Asclépio É a insatisfação infantil, o desejo de retorno ao paraíso. Lembra-se da menina do sonho? Eu sei o que você sentiu, pois eu também já senti isso. Vou lhe contar outra história, esta é minha. 
     Era uma vez uma criança. Ela era, como todas as crianças, muito desastrada, e nada sabia fazer, direito. Os pais e os irmãos mais velhos zombavam dela. Ela percebeu que nada sabia fazer. Que a beleza e a perfeição estavam longe ela. Achou que só os adultos sabiam fazer as coisas certas, perfeitas. 
     Então, ela foi crescendo. Resolveu que, quando fosse grande, seria como seus pais e irmãos. Mas continuava sem saber fazer algo que o satisfizesse. Já com 14 anos de idade, começou a descobrir que muita gente mais velha do que ele tampouco sabia fazer algo. E se tornou crítico, e sua crítica se voltou agora para fora. E suas primeiras vítimas foram os que estavam à sua volta. Seus irmãos e seus pais. Viu que eles eram fantoches imperfeitos e feios, que o haviam enganado. Que nem eram movidos pelo amor e pela beleza, nem produziam essas coisas. Tentou desculpá-los, mas não conseguiu. E explodiu o ódio contra a farsa em que vivia. Veio a desilusão e o desprezo pelos que pactuavam com a imperfeição e a feiura. Abandonou a casa, e procurou outros ídolos. Conheceu muitos, e destruiu a todos. Não encontrou quem pudesse admirar. Então ele voltou as costas à humanidade, e gritou: "Vocês não prestam! Seus merdas, vocês não amam a beleza e a perfeição! Vocês não sabem fazer nada, vocês não são nada, seus putos!" 
     Decidiu isolar-se da sociedade. Mas ainda acreditava em si próprio, e acreditava que fosse possível atingir o cume da montanha. O mais duro despertar foi aquele em que entendeu que era como os outros. Mas não quis fingir. Procurou então os párias, os imundos, os que não fingiam saber algo, e uniu-se a eles. 
Anita E depois?
Asclépio Depois, nada.

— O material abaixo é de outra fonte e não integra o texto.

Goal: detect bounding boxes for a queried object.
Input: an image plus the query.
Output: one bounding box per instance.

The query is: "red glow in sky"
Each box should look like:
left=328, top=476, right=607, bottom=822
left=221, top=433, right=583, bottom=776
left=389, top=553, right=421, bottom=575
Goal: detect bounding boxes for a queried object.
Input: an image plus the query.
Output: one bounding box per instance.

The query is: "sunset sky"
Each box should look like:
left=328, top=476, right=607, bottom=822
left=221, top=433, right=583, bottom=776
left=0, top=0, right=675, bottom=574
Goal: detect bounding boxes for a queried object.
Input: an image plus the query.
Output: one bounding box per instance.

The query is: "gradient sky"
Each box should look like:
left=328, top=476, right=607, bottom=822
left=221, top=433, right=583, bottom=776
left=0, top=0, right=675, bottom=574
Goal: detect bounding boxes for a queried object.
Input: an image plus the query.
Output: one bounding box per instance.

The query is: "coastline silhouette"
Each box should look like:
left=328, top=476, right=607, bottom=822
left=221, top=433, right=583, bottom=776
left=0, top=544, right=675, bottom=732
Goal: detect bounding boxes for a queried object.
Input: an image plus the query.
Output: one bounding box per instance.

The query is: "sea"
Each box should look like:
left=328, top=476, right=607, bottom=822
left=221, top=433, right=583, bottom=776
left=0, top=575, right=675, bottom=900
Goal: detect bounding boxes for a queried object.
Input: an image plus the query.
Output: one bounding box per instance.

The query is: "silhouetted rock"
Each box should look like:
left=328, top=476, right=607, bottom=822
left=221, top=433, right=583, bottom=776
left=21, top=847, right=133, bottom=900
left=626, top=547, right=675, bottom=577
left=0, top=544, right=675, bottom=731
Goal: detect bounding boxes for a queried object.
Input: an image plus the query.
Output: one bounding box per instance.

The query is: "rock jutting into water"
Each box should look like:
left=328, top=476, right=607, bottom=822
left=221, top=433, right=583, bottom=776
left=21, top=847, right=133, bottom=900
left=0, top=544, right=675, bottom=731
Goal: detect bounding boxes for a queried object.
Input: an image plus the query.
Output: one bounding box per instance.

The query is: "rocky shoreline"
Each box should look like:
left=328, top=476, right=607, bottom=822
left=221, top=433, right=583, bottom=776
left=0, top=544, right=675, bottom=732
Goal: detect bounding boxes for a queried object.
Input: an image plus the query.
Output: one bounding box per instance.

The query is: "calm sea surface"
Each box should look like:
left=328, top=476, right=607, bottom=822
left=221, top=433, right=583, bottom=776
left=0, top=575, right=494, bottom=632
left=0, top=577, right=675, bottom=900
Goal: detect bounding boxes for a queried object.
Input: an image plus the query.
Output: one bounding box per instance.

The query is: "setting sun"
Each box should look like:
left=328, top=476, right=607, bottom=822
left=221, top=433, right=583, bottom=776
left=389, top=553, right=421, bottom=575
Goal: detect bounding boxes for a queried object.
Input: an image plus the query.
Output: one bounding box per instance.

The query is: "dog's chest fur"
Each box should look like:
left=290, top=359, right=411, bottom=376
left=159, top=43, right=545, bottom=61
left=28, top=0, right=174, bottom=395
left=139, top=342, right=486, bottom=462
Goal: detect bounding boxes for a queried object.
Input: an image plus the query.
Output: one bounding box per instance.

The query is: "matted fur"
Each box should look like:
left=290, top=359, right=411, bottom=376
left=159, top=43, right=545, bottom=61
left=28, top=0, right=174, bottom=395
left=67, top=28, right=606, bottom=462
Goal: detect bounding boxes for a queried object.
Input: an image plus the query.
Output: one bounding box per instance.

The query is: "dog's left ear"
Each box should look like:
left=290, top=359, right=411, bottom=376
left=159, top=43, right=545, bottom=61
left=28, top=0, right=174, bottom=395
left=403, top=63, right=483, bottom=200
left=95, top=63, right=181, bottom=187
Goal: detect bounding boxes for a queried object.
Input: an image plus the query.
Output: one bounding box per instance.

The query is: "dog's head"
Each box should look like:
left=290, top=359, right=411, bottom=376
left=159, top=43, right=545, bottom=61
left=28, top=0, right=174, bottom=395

Não há mais nada. Ele encontrou a verdade sobre o homem, e chegou ao fim da picada. Você ainda não chegou.
Anita Talvez esteja perto disso. Perto demais, Asclépio. Mas não há nada além disso? 
Asclépio  Outra interpretação? Você vê outra?
Anita Não. Talvez seja só isso.
Asclépio Você não pode esperar algo mais bonito de mim. Aqui também não há beleza, há baixeza e ódio. Se você quer outra interpretação, deve pedi-la a outro tipo de pessoa. Aquele louco, por exemplo. [aponta Rômulo] Veja suas roupas, que interessantes. Dizem que é um artista, que faz coisas bonitas.
Anita Não zombe, Asclépio!
Asclépio Falo sério! Não estou zombando. Venha cá, você! [Rômulo se aproxima] Qual é o seu nome?
Rômulo Não quero dizer. Você não entenderia.
Anita Já ouvi o nome. Não o chamam de Rômulo?
Rômulo É, o pessoal me chama de Rômulo.
Asclépio Ouça, Rômulo: Anita teve um sonho, e quer saber o que significa. Quero que você a ajude a entendê-lo. Conte, Anita.
TERCEIRO ATO – CENA 8
 
[Anita fica em dúvida. Rômulo chama os outros loucos para perto, e eles se acercam. Anita se decide:]
Anita O sonho foi assim:
  [Ouve-se a voz de Anita, gravada, repetindo o mesmo sonho. Rômulo a toma pela mão, e junto com ela e com os outros loucos interpreta – teatralmente – o sonho, sem dizerem uma palavra. Ao final, Anita e Rômulo se abraçam, e saem caminhando, devagar, até saírem de cena. Os loucos aplaudem, e Asclépio fica inicialmente com cara de imbecil. Os loucos mostram uma nova faixa: "Quarto ato: a montagem da Grande Máquina", e saem de cena.]